Nmap Network Scanning

SOLUTION: Scan a Large Network for a Certain Open TCP Port

Problem

You wish to quickly find all machines on a network that have a certain TCP port open. For example, after a new Microsoft IIS vulnerability is found, you might want to scan for all machines with TCP port 80 open and ensure that they aren't running a vulnerable version of that software. Or if you investigate a compromised box and find that the attacker left a backdoor running on port 31337, scanning your whole network for that port might quickly identify other compromised systems. A full (all ports) scan would be done later.

Solution

The straightforward way is to run:

nmap -Pn -p<portnumber> -oG <logfilename.gnmap> <target networks>

Here is a concrete example of searching 4096 IPs for web servers (port 80 open):

nmap -Pn -p80 -oG logs/pb-port80scan-%D.gnmap 216.163.128.0/20

The %D in the filename is replaced with the numeric date on which the scan was run (e.g. 090107 on September 1, 2007). While this scan command works, a little effort choosing appropriate timing values for the network being scanned reduces scan time substantially. The scan above took 1,236 seconds, while the optimized version below provided the same results in 869 seconds:

nmap -T4 -Pn -p80 --max-rtt-timeout 200ms --initial-rtt-timeout 150ms --min-hostgroup 512 -oG logs/pb-port80scan2-%D.gnmap 216.163.128.0/20

And much of that time is spent doing reverse-DNS resolution. Excluding that by adding -n to the command-line above reduces the 4096-host scan time to 193 seconds. Being patient for three minutes is far easier than for the 21 minutes taken before.

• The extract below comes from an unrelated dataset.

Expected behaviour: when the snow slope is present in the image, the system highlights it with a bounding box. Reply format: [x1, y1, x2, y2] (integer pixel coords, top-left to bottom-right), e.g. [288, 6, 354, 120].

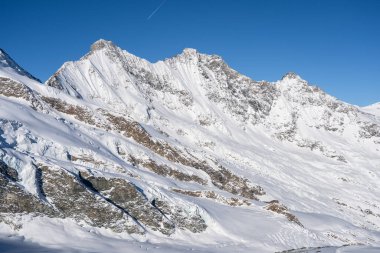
[0, 40, 380, 252]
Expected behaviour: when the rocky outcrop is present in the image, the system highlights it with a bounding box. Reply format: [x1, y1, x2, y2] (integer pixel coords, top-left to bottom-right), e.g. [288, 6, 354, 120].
[40, 166, 143, 233]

The commands above store grepable-format results in the specified file. A simple egrep command will then find the machines with port 80 open:

egrep '[^0-9]80/open' logs/pb-port80scan2-*.gnmap

The egrep pattern is preceded with [^0-9] to avoid bogus matching ports such as 3180. Of course that can't happen since we are only scanning port 80, but it is a good practice to remember for many-port scans. If you only want the IP addresses and nothing else, pipe the egrep output to awk '{print $2}'.

Discussion

Sometimes a story is the best way to understand decisions, such as how I decided upon the command lines in the solution section. I was bored at home, and started exploring the network of a popular magazine named Playboy. Their main site includes a huge trove of images, but most are locked away behind a paid subscription authentication system. I was curious as to whether I could find any other systems on their network which offer up images for free. I figured that they might have staging or development servers which rely on obscurity rather than password authentication. While such servers could theoretically listen on any port number, the most likely is TCP port 80. So I decide to scan their whole network for that open port as quickly as possible.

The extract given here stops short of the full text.